I became a mom last year, and let me tell you, I have some uber mama bear protector vibes going on these days. So let me repeat, no child is safe in this country as long as the lives of Black children are unsafe. I want to live in a country where every child and person can prosper without the threat of systemic racism. That means we need to go back to the drawing board and create alternative systems of care where we don’t call the police for our problems. We need to redirect resources away from police to communities so people are supported and can thrive from an early age. I hope that girl is okay. 

It’s Mother’s Day, which was started in the 1870s as an appeal for women to unite for peace. But, I’m not calling for peace. I’m calling for justice––without justice, there can be no peace.  I want justice for that young girl in the emergency room. I want justice for families of people killed by police violence. I want justice for the centuries of racism and exploitation that have ravaged the lives of people of color.That sounds like a lot of work, and I don’t have all of the answers, but we have to start from somewhere. 


One way (but not the solution by any means) we can find justice is by ending qualified immunity so we can hold police accountable. Qualified immunity is the practice that prevents cops from being sued in court for violating people’s civil rights. If police must face the consequences for murdering innocent people, then maybe they will think twice before pulling a gun or kneeling on someone’s neck.

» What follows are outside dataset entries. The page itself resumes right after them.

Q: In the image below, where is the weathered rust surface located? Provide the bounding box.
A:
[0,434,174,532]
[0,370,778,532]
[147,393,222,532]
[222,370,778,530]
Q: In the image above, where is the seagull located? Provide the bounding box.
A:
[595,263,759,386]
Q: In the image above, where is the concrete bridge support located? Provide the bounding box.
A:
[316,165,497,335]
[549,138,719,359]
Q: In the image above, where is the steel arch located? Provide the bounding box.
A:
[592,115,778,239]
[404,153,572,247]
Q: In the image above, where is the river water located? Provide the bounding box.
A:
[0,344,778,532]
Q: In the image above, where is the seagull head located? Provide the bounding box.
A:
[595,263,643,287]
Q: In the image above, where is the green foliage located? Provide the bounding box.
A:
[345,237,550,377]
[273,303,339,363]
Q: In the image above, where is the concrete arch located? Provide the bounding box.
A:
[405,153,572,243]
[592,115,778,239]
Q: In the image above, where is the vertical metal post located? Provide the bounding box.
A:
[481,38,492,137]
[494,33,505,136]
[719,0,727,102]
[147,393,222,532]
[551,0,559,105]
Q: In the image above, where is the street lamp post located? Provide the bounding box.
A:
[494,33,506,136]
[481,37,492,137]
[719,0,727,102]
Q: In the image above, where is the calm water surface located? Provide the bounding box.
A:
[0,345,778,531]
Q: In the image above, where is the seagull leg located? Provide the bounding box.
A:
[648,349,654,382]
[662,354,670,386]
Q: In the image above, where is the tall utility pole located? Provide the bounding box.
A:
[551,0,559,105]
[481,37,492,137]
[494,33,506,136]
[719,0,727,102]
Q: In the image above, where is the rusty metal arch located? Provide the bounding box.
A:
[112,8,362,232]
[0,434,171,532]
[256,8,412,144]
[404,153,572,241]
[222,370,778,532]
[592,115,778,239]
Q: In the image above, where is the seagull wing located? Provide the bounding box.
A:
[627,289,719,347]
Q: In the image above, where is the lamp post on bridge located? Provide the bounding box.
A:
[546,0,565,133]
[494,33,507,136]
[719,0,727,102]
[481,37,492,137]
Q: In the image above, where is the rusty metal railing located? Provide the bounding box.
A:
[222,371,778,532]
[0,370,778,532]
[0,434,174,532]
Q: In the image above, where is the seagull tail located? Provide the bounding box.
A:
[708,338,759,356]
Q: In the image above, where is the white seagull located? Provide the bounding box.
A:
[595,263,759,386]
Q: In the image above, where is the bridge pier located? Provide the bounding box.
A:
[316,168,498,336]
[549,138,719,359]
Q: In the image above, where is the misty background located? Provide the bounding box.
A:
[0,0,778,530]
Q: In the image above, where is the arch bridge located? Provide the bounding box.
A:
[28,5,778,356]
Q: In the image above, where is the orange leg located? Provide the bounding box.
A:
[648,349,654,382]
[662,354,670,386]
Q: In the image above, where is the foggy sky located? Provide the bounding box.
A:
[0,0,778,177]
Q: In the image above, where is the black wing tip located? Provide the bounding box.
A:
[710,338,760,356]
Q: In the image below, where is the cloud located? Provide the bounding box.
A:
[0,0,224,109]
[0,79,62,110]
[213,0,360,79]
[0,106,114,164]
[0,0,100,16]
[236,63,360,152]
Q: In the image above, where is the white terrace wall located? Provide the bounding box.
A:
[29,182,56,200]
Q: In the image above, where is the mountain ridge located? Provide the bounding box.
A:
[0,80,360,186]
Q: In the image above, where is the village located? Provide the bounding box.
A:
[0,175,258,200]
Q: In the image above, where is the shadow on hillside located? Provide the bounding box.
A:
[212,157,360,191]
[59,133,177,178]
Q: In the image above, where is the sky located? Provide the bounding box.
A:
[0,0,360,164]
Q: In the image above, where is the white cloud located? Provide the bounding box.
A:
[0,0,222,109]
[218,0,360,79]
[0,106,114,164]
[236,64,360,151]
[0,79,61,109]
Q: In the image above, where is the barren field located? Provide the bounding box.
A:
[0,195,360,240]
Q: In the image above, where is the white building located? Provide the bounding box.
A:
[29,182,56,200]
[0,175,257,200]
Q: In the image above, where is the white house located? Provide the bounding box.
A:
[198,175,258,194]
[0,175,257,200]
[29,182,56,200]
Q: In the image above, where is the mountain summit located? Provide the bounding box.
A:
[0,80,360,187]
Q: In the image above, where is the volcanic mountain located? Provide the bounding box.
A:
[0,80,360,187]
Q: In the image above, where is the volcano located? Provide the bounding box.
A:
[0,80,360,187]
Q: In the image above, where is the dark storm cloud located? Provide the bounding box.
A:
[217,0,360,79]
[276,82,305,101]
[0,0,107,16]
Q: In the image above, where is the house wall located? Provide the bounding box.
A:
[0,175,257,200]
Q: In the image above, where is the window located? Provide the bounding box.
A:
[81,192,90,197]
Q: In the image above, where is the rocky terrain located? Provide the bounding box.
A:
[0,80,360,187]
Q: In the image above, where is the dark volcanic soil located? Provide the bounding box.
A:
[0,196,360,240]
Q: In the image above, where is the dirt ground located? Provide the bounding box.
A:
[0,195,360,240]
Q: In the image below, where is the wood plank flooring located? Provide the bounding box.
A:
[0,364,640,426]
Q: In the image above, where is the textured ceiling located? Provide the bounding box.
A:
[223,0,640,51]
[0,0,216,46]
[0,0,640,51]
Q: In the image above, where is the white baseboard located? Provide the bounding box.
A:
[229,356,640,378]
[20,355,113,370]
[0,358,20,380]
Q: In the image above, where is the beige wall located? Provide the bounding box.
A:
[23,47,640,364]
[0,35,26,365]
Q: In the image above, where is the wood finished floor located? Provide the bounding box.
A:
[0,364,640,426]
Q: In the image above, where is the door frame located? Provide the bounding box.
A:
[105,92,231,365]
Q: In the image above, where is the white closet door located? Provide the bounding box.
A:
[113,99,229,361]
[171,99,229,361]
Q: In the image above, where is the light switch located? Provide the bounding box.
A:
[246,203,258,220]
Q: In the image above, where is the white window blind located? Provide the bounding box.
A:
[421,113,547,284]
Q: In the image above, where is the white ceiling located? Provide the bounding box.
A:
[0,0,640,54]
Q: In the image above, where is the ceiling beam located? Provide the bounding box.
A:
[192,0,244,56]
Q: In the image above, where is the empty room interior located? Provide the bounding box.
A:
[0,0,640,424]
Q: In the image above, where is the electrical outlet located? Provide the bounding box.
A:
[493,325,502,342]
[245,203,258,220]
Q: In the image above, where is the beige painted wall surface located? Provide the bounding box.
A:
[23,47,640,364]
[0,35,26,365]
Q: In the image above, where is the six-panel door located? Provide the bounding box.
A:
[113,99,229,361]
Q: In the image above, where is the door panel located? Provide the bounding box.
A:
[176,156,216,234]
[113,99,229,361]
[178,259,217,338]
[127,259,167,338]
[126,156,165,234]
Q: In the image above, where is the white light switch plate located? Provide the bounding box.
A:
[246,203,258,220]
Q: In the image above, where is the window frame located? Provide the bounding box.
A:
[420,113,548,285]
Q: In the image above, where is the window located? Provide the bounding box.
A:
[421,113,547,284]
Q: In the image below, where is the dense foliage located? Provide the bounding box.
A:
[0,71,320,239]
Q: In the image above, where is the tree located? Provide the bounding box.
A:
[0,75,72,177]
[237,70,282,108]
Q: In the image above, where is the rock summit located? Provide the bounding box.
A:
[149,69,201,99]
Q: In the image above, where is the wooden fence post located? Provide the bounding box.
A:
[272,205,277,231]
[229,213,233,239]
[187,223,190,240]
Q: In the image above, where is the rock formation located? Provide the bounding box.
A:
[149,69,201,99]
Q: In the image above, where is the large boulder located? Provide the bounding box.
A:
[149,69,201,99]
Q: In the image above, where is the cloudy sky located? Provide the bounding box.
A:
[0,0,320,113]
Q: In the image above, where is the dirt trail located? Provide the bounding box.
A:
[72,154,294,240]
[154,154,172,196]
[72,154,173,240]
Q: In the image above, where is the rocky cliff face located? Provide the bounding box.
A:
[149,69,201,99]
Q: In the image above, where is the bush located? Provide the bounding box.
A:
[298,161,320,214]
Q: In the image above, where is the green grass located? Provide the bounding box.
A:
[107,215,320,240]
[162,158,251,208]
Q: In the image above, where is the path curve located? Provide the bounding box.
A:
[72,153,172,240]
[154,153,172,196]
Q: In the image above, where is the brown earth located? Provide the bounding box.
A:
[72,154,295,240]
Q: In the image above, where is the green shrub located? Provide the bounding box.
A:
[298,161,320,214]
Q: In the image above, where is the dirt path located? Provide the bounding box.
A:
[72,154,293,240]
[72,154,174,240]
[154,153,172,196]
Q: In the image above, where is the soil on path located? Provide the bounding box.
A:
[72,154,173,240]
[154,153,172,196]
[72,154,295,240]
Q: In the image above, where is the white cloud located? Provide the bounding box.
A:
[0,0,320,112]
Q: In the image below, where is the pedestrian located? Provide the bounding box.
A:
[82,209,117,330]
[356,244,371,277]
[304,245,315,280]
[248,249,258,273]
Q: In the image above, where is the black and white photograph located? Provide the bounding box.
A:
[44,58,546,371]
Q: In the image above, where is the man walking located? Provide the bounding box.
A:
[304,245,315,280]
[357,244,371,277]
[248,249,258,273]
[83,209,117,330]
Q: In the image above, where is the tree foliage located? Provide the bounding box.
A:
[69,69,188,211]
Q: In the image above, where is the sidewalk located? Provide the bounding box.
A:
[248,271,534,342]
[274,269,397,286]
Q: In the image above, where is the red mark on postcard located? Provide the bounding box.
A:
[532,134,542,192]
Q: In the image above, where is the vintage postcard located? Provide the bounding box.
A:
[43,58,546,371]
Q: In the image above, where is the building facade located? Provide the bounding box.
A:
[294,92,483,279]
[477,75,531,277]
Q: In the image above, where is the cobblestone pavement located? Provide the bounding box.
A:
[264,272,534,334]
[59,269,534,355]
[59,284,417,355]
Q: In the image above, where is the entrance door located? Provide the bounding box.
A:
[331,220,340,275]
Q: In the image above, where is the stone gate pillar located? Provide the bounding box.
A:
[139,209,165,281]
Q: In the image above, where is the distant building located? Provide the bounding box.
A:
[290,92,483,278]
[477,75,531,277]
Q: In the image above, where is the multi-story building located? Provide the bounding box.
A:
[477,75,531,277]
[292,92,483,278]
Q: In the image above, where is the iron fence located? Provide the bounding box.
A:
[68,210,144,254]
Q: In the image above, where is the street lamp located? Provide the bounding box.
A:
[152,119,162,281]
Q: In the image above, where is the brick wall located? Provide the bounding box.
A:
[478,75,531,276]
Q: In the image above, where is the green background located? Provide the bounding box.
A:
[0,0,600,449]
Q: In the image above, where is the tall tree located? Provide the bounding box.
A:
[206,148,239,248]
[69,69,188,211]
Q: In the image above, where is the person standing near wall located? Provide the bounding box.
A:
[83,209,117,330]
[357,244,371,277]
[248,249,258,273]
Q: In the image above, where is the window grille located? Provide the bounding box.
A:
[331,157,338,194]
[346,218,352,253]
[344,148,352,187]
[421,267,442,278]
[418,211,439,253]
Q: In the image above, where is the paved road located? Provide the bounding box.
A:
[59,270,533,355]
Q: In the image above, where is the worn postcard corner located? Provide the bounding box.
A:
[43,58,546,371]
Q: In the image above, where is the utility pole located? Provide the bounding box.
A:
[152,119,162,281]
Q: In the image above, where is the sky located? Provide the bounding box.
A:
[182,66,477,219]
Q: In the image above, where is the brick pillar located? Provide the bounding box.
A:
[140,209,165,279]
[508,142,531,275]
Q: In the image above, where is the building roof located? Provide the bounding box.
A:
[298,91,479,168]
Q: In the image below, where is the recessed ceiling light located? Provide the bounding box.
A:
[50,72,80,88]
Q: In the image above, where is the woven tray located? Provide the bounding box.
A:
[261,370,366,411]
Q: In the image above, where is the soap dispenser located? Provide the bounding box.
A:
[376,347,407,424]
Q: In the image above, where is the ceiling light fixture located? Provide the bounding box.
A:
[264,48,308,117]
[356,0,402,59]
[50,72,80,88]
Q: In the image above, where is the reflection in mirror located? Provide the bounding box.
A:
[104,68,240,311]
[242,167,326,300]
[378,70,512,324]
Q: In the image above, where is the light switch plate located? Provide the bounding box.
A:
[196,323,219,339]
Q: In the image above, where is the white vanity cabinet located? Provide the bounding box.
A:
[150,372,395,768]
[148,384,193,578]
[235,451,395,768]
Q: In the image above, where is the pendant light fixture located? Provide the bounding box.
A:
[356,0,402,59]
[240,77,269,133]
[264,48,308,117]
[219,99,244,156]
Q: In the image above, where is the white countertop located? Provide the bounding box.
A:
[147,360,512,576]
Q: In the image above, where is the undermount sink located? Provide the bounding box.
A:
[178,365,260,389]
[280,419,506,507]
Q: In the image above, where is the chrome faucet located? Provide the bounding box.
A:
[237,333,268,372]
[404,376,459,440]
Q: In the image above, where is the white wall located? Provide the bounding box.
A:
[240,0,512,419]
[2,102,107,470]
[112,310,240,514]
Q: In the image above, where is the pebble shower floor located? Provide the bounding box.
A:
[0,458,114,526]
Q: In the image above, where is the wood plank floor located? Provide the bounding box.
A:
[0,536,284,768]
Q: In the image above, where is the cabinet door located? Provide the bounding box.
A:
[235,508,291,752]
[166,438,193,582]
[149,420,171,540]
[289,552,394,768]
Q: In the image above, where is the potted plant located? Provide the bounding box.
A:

This Mother’s Day for Justice, I’m asking you to take a small action by emailing your legislator and demanding they vote to end qualified immunity in the Commonwealth. Since last year, two bills were introduced to get rid of the practice, but they were defeated by a reticent legislature that preferred to give police bonuses instead. 

One thing about calling for justice is that you don’t shut up until you achieve your goal. So expect your people over here at Progress Virginia to continue demanding justice and an end to qualified immunity. So you best get to work and email your legislator today. Also, don’t turn away next time you see injustice unfolding. Watch, record if you can, and remember. Oh and Happy Mother’s Day to all you mothers out there fighting like crazy to survive and protect your babies in this crazy world. We see you.